Ladro anch’io

C’è un personaggio del vangelo che forse non è valorizzato come meriterebbe. Potrebbe essere il patrono di molti cristiani che, come Girolamo, ad un certo punto della vita hanno avuto il coraggio di rimettersi completamente in gioco. Si tratta di un uomo dalla vita sbagliata che toccò il fondo del fallimento e si trovò condannato alla peggiore delle morti, ma proprio nell’ultimo istante, quasi come in un film, fu protagonista di un incredibile colpo di scena. Stiamo parlando del cosiddetto “buon ladrone”.

L’episodio è noto, lo racconta Luca al capitolo 23, a leggerlo con attenzione vi scopriamo alcune perle preziose.

Prima di tutto, anche in una situazione tragica, il ladrone non si ferma a pensare solo a sé, non si chiude nel suo dolore, ma fa qualcosa per il suo prossimo. Questo prossimo è l’uomo che soffre al suo fianco: Gesù stesso, un innocente che sta morendo per un’ingiustizia. Cerca quindi di difenderlo come può da chi lo accusa e maledice. E’ capace di amore anche in quel momento critico e feroce.

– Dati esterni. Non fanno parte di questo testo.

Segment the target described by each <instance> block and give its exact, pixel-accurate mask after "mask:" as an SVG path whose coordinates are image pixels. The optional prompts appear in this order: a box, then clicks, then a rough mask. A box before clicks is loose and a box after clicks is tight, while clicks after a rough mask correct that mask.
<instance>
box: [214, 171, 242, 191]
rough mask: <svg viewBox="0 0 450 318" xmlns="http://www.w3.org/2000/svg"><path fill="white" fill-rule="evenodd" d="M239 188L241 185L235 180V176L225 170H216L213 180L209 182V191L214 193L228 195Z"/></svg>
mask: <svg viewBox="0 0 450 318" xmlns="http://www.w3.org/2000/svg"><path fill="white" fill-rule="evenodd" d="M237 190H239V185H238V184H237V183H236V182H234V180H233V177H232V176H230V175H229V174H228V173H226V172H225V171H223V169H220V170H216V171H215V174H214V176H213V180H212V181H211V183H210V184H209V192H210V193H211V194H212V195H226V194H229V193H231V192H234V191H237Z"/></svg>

Chi viene condannato in genere cerca di difendersi in tutti i modi, il nostro delinquente invece non si lamenta contro nessuno, afferma anzi che la condanna da lui subita è la giusta conseguenza dei suoi errori e la accetta coraggiosamente.

La sua grandezza però sta soprattutto in questo: non si lascia abbattere dal disastro. In lui c’è un seme di speranza duro a morire. “Forse non tutto è perduto”, sembra pensare. Non sappiamo come, ma quell’uomo ha capito il cuore del vangelo e sa che l’amore di Dio è più grande dei nostri errori. Non rivolge lo sguardo a piangere il suo passato ma a Gesù e con audacia gli domanda aiuto.

La sua fede allora gli permette di incontrare Dio subito, senza sale d’attesa, e di sentire da Gesù una promessa tale da fargli scoppiare il cuore di gioia: “Oggi sarai con me nel paradiso”. Un’indiscutibile canonizzazione lampo compiuta da Gesù in persona.

Assumersi le proprie responsabilità, amare il prossimo anche nelle situazioni più critiche, sperare sempre, non bloccarsi di fronte ai propri limiti ma buttarsi nelle braccia di Dio. Questa è la spiritualità di chi sa ricominciare dopo ogni caduta. Un malvivente ce l’ha insegnata, il primo di tutti i santi.

C’era anche un altro ladrone in croce quel giorno. Non fu capace di tutto questo ma solo di disperazione, eppure non possiamo non pensare che anche per lui la misericordia di Dio abbia aperto una porta, una finestra, anche solo una minuta breccia del suo paradiso.